In the fifth presidential election since Chile's 1990 democratic transition, former businessman and leader of the moderate right, Sebastián Piñera of the Alianza por Chile (Alliance for Chile), defeated the center-left Concertación in the second round of presidential elections held on January 17, 2010. At a Latin American Program seminar held four days later, Chilean scholar Patricio Navia of New York University discussed the decline of the Concertación coalition, Piñera's and the Alianza's success, and the future political outlook for Chile.
Navia explained that while the Concertación, a coalition of Christian Democrats and Socialists, has experienced a decline in electoral support, he noted that both the Concertación and the Alianza were losing voters and that political apathy in Chile has grown. Although the voting-age population increased by almost 4 million voters between the 1988 plebescite and 2009, the percentage of valid votes decreased 30 percent, and only 57 percent of eligible voters cast ballots in the recent election. Navia emphasized that optional voter registration in Chile and the failure to enforce compulsory voting has had negative effects on levels of participation overall. The majority of those who turn 18 do not register (except the well-to-do), the electorate is aging, and the poor tend not to vote.
The Concertación's Coup de Grâce
Although average rates of growth have declined in Chile, the Concertación has been successful in reducing poverty and curtailing inflation and unemployment over the past 18 years. Historically, the Concertación has been associated with expanding and deepening democracy because the party slowly replaced top-down mechanisms associated with the transition to democracy with more transparent, participatory, bottom-up methods. Considering these successes and President Michelle Bachelet's higher-than-ever approval ratings, "the Concertación blew it," according to Navia. Confusion arose in the absence of a formal mechanism to nominate a presidential candidate. Former President Ricardo Lagos was ambiguous about whether he would run in the election, not dropping out until November 2008. Also withdrawing were OAS Secretary General José Miguel Insulza and Christian Democrat Soledad Alvear. The Concertación changed its for the primary, allowing each party within the coalition to nominate its own candidate. But primaries were held in only 2 of the country's 15 regions. These developments triggered an independent run by Socialist Marco Enríquez-Ominami, as a protest against the Concertación's nominating procedures. Enríquez-Ominami stole the concept of change from the Concertación, coming in third in a closely-watched first round of balloting.
Change, Continuity, and Political Identity
The transition from a dictatorship to democracy meant a transition to bottom-up change, transparency, and participation.
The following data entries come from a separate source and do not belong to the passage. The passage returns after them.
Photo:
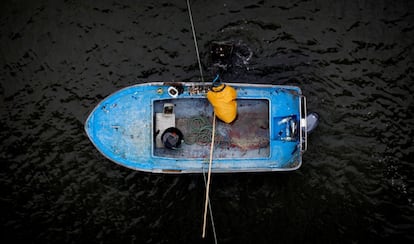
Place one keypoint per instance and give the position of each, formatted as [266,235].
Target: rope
[207,203]
[209,176]
[195,40]
[210,210]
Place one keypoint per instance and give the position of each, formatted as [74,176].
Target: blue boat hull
[269,134]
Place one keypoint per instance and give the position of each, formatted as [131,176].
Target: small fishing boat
[269,134]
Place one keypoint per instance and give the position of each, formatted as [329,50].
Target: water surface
[352,59]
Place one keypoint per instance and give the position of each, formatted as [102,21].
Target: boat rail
[303,129]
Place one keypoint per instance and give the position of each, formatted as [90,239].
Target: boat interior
[247,137]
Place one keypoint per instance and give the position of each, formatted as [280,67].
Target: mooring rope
[207,203]
[209,176]
[195,40]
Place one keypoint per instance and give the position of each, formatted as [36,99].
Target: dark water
[353,60]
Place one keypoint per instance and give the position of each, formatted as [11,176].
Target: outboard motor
[172,137]
[312,121]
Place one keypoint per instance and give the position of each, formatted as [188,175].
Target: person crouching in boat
[223,99]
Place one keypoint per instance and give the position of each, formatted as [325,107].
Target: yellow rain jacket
[223,100]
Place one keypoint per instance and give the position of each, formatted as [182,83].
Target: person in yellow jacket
[223,99]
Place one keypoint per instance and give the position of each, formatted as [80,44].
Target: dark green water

President Bachelet's election symbolized this more bottom-up process; and because she could not serve two consecutive terms, she represented the idea of "change without continuity." Conversely, the candidacy of former President Frei in 2009 symbolized "continuity without change" and was seen a step back into the past.
Meanwhile, in Navia's view, Enríquez-Ominami offered too much change. Navia explained that Chile is mostly a country of moderates. Thirty-eight percent of Chileans say they do not have a political leaning, rather than identifying with the left, center, or right. Moderate, he said, is not synonymous with centrist, as the latter is associated with the Christian Democrats.
In sum, Navia described the Chilean electorate as both moderate and increasingly dissatisfied with political parties and the party system. "Political parties are hydroponic," he said, very strong on the surface but without strong roots in society.
The Alianza's Success
Navia noted that the Alianza has moved from the Pinochet right to the political center. A businessman who opposed Pinochet in 1980 and 1988, Sebastián Piñera represents a new right. "In 2009, Alianza finally got it right…. Piñera offered the right combination of change, new faces, and continuity." He distanced himself from Pinochet's legacy and celebrated the Concertación's successes while claiming that they did not have the answers for Chile's future. In the second round, Piñera took over Enríquez-Ominami's theme of change, defeating Frei among the middle class and in urban areas.
Chile's Future: Change, Challenges, and Opportunities
Looking ahead, Navia argued, "Piñera needs to reassure people that change will neither be drastic nor traumatic," and that it will occur in the context of continuity. He suggested that Piñera can follow the Concertación's policies of 1990, and embrace a market-friendly and socially-conscious platform.
Challenges for the Piñera government include Pinochet's shadow, elitism and lack of diversity within the Alianza, conflicts of interest between private business dealings and the state, and the championing of conservative moral values at a time that the Chilean public is far more tolerant and liberal than the far-right would allow.
Navia believed that Piñera has the unique opportunity to deal with contentious issues such as state modernization (especially in relation to the copper company CODELCO) and improving public education. In focus groups, he said, "people…liked the idea that Piñera is promising to do things that the Concertación claims [are impossible]." Navia predicted that if Piñera is successful in governing as a moderate, the Concertación will move to the left. Meanwhile, Chile's institutionalized system fosters moderation and negotiations between stable coalitions.